Article ID | Journal | Published Year | Pages | File Type |
---|---|---|---|---|
527754 | Computer Vision and Image Understanding | 2013 | 13 Pages |
In this paper we propose a novel method for continuous visual event recognition (CVER) on a large scale video dataset using max-margin Hough transformation framework. Due to high scalability, diverse real environmental state and wide scene variability direct application of action recognition/detection methods such as spatio-temporal interest point (STIP)-local feature based technique, on the whole dataset is practically infeasible. To address this problem, we apply a motion region extraction technique which is based on motion segmentation and region clustering to identify possible candidate “event of interest” as a preprocessing step. On these candidate regions a STIP detector is applied and local motion features are computed. For activity representation we use generalized Hough transform framework where each feature point casts a weighted vote for possible activity class centre. A max-margin frame work is applied to learn the feature codebook weight. For activity detection, peaks in the Hough voting space are taken into account and initial event hypothesis is generated using the spatio-temporal information of the participating STIPs.
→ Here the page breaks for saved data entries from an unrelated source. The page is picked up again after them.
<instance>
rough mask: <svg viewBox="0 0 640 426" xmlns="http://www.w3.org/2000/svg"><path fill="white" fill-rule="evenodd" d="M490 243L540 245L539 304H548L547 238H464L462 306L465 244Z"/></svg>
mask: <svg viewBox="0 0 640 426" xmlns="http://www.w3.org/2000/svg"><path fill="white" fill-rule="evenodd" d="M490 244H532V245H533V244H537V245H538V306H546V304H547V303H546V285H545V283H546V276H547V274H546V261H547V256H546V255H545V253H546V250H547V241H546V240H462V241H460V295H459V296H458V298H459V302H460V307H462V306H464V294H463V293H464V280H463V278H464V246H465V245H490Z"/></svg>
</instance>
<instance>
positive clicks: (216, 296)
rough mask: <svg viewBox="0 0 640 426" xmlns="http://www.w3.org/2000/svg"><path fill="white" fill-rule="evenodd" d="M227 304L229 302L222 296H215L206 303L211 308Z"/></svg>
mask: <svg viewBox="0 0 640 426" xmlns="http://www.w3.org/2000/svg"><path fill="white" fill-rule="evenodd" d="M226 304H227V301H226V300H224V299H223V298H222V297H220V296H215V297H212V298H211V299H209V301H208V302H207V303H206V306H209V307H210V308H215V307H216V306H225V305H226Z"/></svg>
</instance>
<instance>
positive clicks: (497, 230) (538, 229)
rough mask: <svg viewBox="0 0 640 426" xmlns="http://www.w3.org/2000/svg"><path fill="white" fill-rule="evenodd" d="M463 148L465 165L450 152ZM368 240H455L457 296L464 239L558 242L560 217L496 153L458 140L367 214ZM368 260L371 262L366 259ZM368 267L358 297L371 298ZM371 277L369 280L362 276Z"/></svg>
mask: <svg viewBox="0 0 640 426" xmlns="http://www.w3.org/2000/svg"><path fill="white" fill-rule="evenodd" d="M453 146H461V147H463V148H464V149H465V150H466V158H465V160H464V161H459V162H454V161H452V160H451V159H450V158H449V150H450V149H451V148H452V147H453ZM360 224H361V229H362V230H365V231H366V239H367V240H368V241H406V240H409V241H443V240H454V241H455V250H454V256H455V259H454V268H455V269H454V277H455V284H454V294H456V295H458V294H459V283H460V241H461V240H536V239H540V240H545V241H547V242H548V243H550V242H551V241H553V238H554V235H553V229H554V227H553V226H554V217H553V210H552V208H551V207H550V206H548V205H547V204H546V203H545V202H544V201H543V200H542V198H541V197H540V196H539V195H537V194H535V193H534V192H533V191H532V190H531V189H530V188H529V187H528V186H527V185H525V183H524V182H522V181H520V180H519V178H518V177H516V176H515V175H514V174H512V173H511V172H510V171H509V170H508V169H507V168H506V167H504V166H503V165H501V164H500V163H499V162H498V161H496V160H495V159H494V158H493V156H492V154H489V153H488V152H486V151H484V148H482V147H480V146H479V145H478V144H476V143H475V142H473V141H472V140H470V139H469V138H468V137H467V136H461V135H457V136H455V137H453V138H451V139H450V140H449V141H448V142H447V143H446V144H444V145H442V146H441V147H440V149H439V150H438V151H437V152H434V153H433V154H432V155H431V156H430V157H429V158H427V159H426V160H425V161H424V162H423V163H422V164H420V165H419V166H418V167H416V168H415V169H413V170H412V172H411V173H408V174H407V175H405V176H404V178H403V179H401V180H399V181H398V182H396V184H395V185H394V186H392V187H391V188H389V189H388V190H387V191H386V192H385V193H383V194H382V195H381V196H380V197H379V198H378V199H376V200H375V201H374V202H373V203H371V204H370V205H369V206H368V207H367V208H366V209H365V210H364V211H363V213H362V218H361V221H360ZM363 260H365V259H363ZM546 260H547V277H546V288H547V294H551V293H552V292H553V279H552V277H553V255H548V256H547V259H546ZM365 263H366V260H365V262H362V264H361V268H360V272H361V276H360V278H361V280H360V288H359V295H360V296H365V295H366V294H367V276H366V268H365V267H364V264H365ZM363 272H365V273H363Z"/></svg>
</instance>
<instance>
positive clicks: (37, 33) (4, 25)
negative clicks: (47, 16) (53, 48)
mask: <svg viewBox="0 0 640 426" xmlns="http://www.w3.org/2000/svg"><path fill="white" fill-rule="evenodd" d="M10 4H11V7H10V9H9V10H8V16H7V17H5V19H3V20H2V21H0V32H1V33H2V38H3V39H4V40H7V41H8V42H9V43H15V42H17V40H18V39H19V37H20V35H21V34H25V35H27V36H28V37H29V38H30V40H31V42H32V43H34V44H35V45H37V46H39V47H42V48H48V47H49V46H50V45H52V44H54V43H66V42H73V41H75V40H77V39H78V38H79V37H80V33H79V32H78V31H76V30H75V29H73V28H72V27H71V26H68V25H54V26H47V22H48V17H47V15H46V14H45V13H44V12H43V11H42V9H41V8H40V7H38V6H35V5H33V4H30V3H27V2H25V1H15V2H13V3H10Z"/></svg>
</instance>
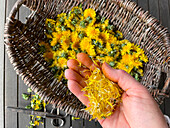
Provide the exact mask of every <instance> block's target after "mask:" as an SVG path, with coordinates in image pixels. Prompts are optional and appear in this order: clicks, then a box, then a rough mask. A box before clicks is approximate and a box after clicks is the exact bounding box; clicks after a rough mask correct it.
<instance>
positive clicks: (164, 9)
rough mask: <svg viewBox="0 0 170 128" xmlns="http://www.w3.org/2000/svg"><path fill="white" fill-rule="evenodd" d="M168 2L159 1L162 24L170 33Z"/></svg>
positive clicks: (159, 7)
mask: <svg viewBox="0 0 170 128" xmlns="http://www.w3.org/2000/svg"><path fill="white" fill-rule="evenodd" d="M168 4H169V3H168V0H159V9H160V22H161V23H162V25H163V26H165V27H167V28H168V30H169V32H170V10H169V5H168Z"/></svg>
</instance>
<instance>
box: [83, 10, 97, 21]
mask: <svg viewBox="0 0 170 128" xmlns="http://www.w3.org/2000/svg"><path fill="white" fill-rule="evenodd" d="M87 17H91V18H92V19H94V18H95V17H96V12H95V11H94V10H93V9H91V8H89V9H86V10H85V11H84V18H87Z"/></svg>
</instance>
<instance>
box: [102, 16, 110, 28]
mask: <svg viewBox="0 0 170 128" xmlns="http://www.w3.org/2000/svg"><path fill="white" fill-rule="evenodd" d="M108 25H109V20H108V19H106V20H105V21H104V23H103V24H101V29H102V30H105V29H106V27H107V26H108Z"/></svg>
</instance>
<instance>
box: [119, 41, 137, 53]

For event recognition a verification Support Vector Machine is used. An extensive evaluation on benchmark large scale video surveillance dataset (VIRAT) and as well on a small scale benchmark dataset (MSR) shows that the proposed method is applicable on a wide range of continuous visual event recognition applications having extremely challenging conditions.
► In this paper we address activity detection in large scale video dataset. ► A novel region extraction method is applied to reduce initial action search space. ► Max-margin Hough transformation framework is used for activity detection. ► A Verification SVM is applied to obtain the final score of detected event hypothesis. ► State-of-the-art result is reported on both large and small scale benchmark datasets.